Prof. Aprinus  Salam dalam akhir pembahasanya menjelaskan Sosiologi sastra lebih sempit lingkunganya dibandingkan dengan teori sosial sastra, meskipun dalam dalam buku Dr Ahyar Anwar tidak mengungkapkan dengan lebih rinci perbedaan dan kemudian bagaimana hubungan keduanya, pada bagian awal dalam Buku Teori Sosial Sastra yang ditulis Dr Ahyar Anwar “Teori sosial sastra memiliki cakupan historis yang jauh lebih luas dibandingkan dengan teori sosiologi sastra”, Keterangan Dr Ahyar Anwar Ini menurut Prof. Aprinus Salam menjelaskan satu aspek perbedaan dari dua ilmu itu, yang pertama karena bersumber dan berkembang seiring dengan ilmu filsafat maka dapat dipastikan lebih tua secara historis, sementara sosiologi sastra merupakan ilmu yang masih sangat muda. Dan diakhir makalahnya Prof. Aprinus Salam menyarankan kepada murid-murid Dr Ahyar Anwar perlu mengeksplorasi lebih jauh perbedaan tersebut, mencermati dan mendudukkan keduanya dalam posisi yang pas.

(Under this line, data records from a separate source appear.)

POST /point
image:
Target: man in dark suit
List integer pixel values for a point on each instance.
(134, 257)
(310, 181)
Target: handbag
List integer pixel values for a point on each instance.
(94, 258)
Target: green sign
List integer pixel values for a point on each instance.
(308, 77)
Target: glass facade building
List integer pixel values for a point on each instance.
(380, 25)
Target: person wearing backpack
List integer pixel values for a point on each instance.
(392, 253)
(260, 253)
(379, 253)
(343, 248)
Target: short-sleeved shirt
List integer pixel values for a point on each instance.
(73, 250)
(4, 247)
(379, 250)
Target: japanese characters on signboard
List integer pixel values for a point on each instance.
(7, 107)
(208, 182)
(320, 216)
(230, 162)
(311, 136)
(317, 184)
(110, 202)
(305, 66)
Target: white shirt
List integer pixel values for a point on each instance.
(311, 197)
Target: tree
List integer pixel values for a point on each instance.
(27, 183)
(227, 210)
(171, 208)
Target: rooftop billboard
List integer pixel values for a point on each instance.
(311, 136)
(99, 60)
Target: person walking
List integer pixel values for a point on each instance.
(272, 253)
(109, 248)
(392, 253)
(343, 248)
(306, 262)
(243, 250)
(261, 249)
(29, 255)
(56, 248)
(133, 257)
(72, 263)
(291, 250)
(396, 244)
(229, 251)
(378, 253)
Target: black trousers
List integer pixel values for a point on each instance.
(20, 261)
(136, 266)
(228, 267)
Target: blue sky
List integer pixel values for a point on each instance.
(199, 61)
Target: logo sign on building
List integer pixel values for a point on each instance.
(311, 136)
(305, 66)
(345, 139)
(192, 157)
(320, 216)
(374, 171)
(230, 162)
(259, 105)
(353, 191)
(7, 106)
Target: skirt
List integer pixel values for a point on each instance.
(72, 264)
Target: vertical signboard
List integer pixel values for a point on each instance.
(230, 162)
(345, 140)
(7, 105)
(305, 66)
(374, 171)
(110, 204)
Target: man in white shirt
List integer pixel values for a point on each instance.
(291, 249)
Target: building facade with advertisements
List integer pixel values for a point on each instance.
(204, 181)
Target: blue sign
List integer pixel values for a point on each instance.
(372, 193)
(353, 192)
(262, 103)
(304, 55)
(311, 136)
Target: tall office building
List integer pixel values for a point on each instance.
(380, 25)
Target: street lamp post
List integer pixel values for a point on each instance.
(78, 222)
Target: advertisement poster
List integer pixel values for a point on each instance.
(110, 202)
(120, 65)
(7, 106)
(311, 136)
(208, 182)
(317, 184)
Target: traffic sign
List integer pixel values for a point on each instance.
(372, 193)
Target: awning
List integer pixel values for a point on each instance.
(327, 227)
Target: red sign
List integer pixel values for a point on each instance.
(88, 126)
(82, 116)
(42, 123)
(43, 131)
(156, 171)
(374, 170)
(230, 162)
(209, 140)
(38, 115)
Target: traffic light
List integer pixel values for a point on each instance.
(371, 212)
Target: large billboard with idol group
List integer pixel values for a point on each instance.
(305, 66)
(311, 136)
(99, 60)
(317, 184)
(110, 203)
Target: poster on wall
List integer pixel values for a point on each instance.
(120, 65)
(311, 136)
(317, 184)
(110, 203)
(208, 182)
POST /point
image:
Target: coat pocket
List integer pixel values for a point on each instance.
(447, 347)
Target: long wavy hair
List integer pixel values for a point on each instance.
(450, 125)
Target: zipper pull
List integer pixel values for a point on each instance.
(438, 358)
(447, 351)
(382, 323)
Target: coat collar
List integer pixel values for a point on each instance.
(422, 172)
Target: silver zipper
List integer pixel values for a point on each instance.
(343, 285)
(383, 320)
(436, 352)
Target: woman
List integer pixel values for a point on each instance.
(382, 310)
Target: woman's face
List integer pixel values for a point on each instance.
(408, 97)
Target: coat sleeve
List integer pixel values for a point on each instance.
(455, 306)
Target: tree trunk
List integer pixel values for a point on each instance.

Sedangkan Dr Ery Iswari dalam makalahnya Relasitas Komplementer dan resiprokar dalam budaya Makassar : Rerfleksi realitas berbasis Folktale (Cerita Rakyat). Mempresentasikan karya sastra dengan mengambil sunjek pada Laki-laki dan Perempuan dalam budaya Makassar. Dia juga mengutip salah satu penggalan kalimat dalam karya Dr Ahyar Anwar dalam Buku Kisah tak Berwajah (2009) :

"Aku hanya suka dengan kisah-kisah yang kau kirimkan pada angin di setiap malam yang menyusuri pantai, lalu menari di antara ombak,gelombang dan memecah samudera, dan singgah dari  antara pelabuhan demi pelabuhan. Tapi, setiap ombak menulis kisah pada pasir pantai, akan datang ombak lain untuk segera menghapusnya, agar ada kesempatan untuk kisah lain dituliskan”.

Sementara Irfan Palippui, dalam pembahasanya cukup membingunkan bagi saya pribadi, tapi yang berhasil saya tangkap dalam sesih tanyajawab, dimana dari salam satu pertanyaan peserta mengenai fenomena Mahasiswa pada saat ini, dimana aksi anarkis pada saat menyalurkan aspirasinya dijalan cenderung anarkis, Irfan Palippui menganggap bahwa dalam menjalankan aksi menyalurkan aspirasi dijalan  mereka seperti Histeria, mereka menyakiti dirinya sendiri, mengalami keterasingan sementara dalam hidupnya, dan menemukan kenikmatan di dalamnya. Dan diakhir jawabanya dia melemparkan sebuah tanda tanya bagi saya yakni “Skandal akan tetap hidup dan dapat mempengaruhi hidup”. Terakhir Aslan Abidin, saya tidak begitu memperhatikan, karena kebetulan saya keluar ruangan untuk menghisap sebatang rokok.